Fitch Ratings has upgraded Bank of Cyprus' (BoC) Long-Term Issuer Default Rating (IDR) to 'BBB' from 'BBB-' and Viability Rating (VR) to 'bbb' from 'bbb-'. The Outlook on the Long-Term IDR, it added, is Stable.
"The upgrade reflects the improvement of the Cypriot operating environment score to 'bbb', which reflects our assessment of improved business and financial prospects for Cypriot banks due to continued economic growth and falling unemployment and private sector indebtedness," the international rating agency explained. "The upgrade also factors in continued improvements in BoC's standalone credit profile from a further reduced stock of legacy problem assets, sound profitability prospects and satisfactory capital buffers."
Key rating drivers
Franchise, Risk Profile Underpin Ratings: BoC's ratings reflect its strong competitive position as one of the leading domestic banks in the small Cypriot market. Its ratings are also underpinned by stable deposit funding, sound profitability, satisfactory capitalisation and improved asset quality.
Improved Operating Environment: We expect continued growth of the Cypriot economy, coupled with low unemployment and good evolution in key sectors, to support business opportunities for banks, resilient asset quality and sustainably sound profitability.
Strong Domestic Franchise: BoC is one of the leading banks in Cyprus, with a business model centred on traditional retail and commercial banking, with some diversification in insurance and payments. The reduced stock of legacy problem assets, which comprises impaired loans (Stage 3 loans and non-performing purchased or originated credit impaired loans) and net foreclosed real estate assets, and strong profitability support the long-term stability of its business profile. Business prospects should benefit from continued economic growth in Cyprus and the bank's plans to develop wealth management, insurance and other fee-generating activities.
Improved Asset Quality: BoC's asset quality has improved faster than we expected, with the impaired loans ratio reducing to 1.2% (pro forma for pending impaired loan transactions) and problem asset ratio to about 5% at end-September 2025. We expect the bank's asset quality to improve further, supported by a benign operating environment in Cyprus, adequate underwriting standards, and additional disposals of foreclosed assets. Our assessment of BoC's asset quality also reflects that almost half of the bank's assets are cash holdings and high-quality debt securities, which are significantly lower risk than the loan book.

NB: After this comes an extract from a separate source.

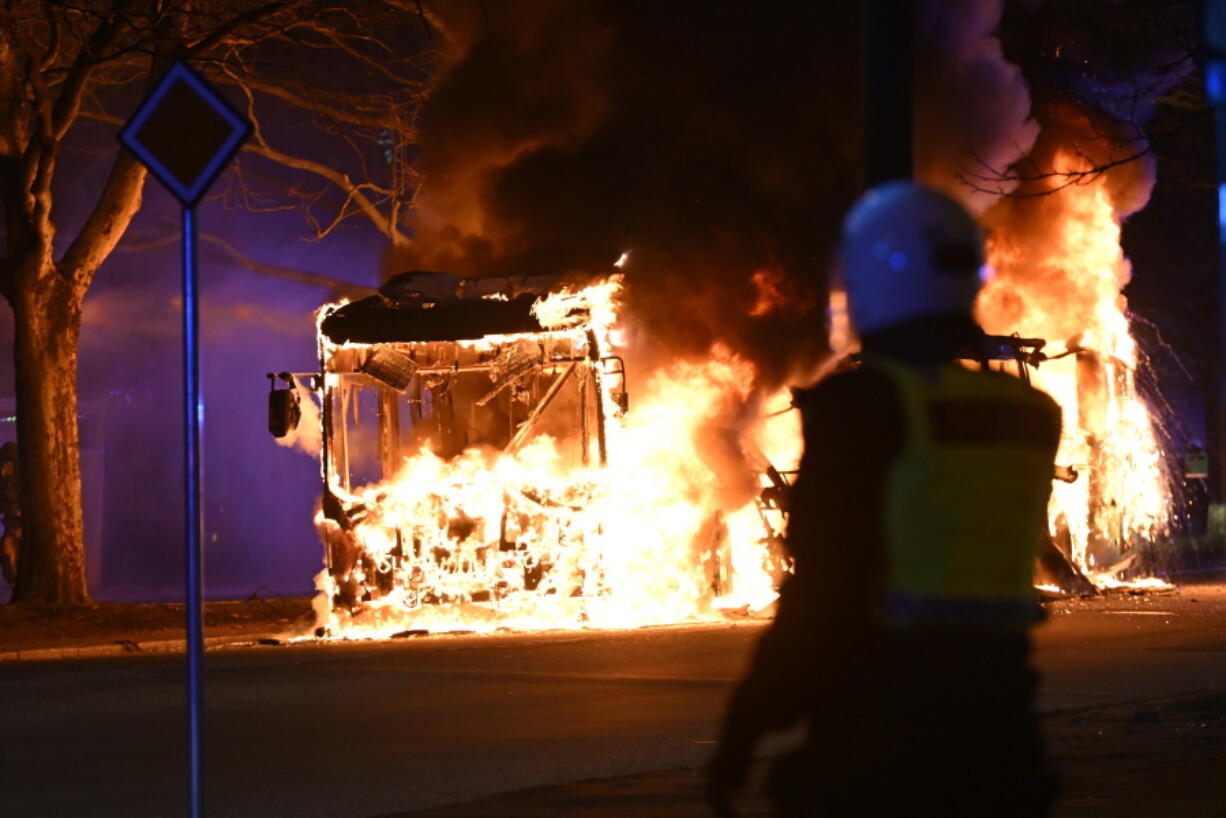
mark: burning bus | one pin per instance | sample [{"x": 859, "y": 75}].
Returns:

Profitability to Remain Adequate: BoC's profitability was strong in 9M25, with an operating profit/risk-weighted assets (RWA) ratio of 5.3%, underpinned by a strong net interest income and lower effect from impairments on legacy problem assets. We expect the ratio to reduce over the next two years due to lower interest rates, but to remain above 4%. BoC's profitability will continue to benefit from a supportive economic environment, further development of the fee-generating business and good cost efficiency.
Large Capital Buffers; Falling Encumbrance: BoC's common equity Tier 1 (CET1) ratio of 20.5% at end-September 2025 (including the full 9M25 net profit less dividend accrual) had satisfactory buffers over regulatory requirements, and we expect it to remain close to current levels over the next two years. Encumbrance of CET1 capital by net problem assets has declined to just below 20% at end-September 2025 (pro forma for pending impaired loan transactions) on lower impaired loans and further disposals of foreclosed properties, reducing capital sensitivity to historical asset-quality shortcomings.
Stable Deposit Base: BoC's funding is supported by a strong deposit franchise in Cyprus. Liquidity buffers are consistently strong as deposits are well in excess of loans. Most of the deposits (61%) are from retail clients and 54% are covered by the deposit guarantee scheme, contributing to funding stability. The bank has demonstrated access to wholesale funding markets by issuing debt eligible for its minimum requirement for own funds and eligible liabilities (MREL) and is compliant with its final MREL.